Characterizing the battery life of an IoT device using the Otii Arc and Nutaq PicoLTE
The article was written by Altus Technologies, a Canadian manufacturer of cold chain monitoring and other IoT solutions.
Are you designing a battery powered IoT device? You should know the challenge with accurately estimating the battery life. The power consumption of devices relying on low power radios to communicate (eg : NB-IoT, ĿTE-M) varies greatly according to the network conditions. While the wireless network coverage is poor or temporarily out of reach, the device will consume more power. Not to mention the numerous configurable features of the radio itself (eg: PSM, e-DRX) which are not supported the same way on all networks but have a great impact on power consumption when they are. With all the factors impacting power consumption, how can the designer meet a battery life specification? One needs a testbed where network and device settings as well as network conditions are controllable and accurate power measurements can be conducted.

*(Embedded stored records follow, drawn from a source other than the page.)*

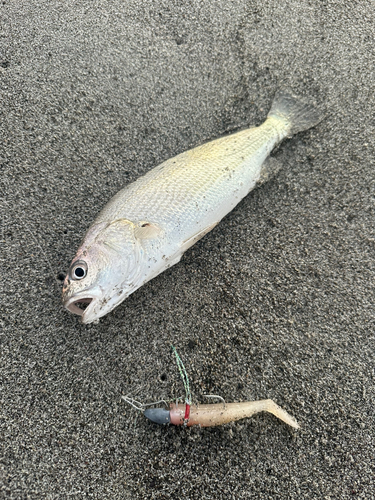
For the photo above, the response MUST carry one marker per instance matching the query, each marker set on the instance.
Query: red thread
(187, 412)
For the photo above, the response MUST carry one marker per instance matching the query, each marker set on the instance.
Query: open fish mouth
(79, 306)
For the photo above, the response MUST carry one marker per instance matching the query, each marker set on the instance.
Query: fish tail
(297, 112)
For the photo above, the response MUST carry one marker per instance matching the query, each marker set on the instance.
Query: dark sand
(277, 302)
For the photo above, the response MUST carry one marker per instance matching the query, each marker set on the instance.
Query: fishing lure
(211, 415)
(208, 415)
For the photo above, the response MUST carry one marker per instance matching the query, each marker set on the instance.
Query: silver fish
(147, 226)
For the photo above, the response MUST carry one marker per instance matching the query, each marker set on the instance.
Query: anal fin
(269, 169)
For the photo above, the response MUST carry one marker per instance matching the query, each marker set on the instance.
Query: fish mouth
(81, 306)
(78, 306)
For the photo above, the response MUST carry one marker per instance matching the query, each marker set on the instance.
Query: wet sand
(276, 302)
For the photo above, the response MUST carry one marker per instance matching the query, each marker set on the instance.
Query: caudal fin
(298, 113)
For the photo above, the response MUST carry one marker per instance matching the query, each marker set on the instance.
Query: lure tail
(298, 113)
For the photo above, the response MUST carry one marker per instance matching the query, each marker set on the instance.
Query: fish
(148, 225)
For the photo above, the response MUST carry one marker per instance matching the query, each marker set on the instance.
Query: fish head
(111, 263)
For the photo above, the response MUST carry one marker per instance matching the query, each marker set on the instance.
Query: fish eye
(78, 270)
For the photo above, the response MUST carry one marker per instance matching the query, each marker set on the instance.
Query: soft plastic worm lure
(211, 415)
(208, 415)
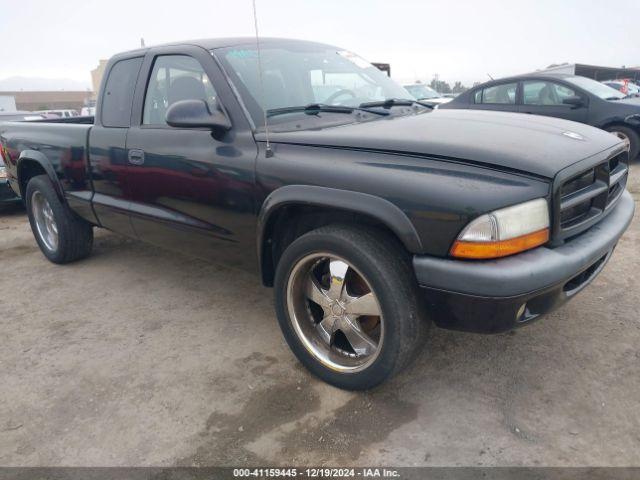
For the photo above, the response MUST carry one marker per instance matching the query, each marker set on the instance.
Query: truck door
(542, 97)
(191, 190)
(107, 142)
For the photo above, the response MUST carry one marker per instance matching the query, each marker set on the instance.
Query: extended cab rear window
(118, 93)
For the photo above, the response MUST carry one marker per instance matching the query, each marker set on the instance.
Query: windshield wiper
(315, 108)
(394, 102)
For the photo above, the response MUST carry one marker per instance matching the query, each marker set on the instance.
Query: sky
(462, 40)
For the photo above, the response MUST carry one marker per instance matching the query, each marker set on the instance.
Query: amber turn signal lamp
(485, 250)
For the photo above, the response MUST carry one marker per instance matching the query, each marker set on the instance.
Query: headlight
(505, 232)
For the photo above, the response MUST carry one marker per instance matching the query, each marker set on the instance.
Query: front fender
(33, 156)
(379, 208)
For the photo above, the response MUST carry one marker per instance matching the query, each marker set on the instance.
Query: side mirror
(196, 114)
(574, 100)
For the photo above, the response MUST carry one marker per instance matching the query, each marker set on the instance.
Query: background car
(565, 96)
(19, 116)
(66, 113)
(426, 94)
(626, 87)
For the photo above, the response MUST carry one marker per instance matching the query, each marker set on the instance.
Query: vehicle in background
(369, 213)
(624, 86)
(66, 113)
(571, 97)
(425, 94)
(20, 116)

This article describes how Altus Technologies uses the Otii Arc and Nutaq PicoLTE to characterize the battery life of IoT devices. To characterize the battery life of an IoT device, we need two key measurements: the current consumption profile of the device over time, and the amount of charge available in the device’s battery. We can then combine these two measurements to calculate how long it will take for our battery to become discharged to the point where our device no longer works. The Otii Arc is instrumental for us in implementing both halves of our method. To characterize the current profile and voltage requirement of our IoT device, we use the Arc as a controllable power supply with integrated current consumption profiling. Then, we use the Arc software’s battery profiling toolbox to measure our battery’s discharge capacity specific to the device’s electrical characteristics.
Part 1: Setting up the PicoLTE LTE-M/NB-IoT network in a box
The PicoLTE is used to provide NB-IoT connectivity (both eNodeB and EPC) while Sierra Wireless’ HL78xx CAT-M is used in to exchange data with our remote application servers. HL78xx is connected to PicoLTE over-the-air (Figure 1).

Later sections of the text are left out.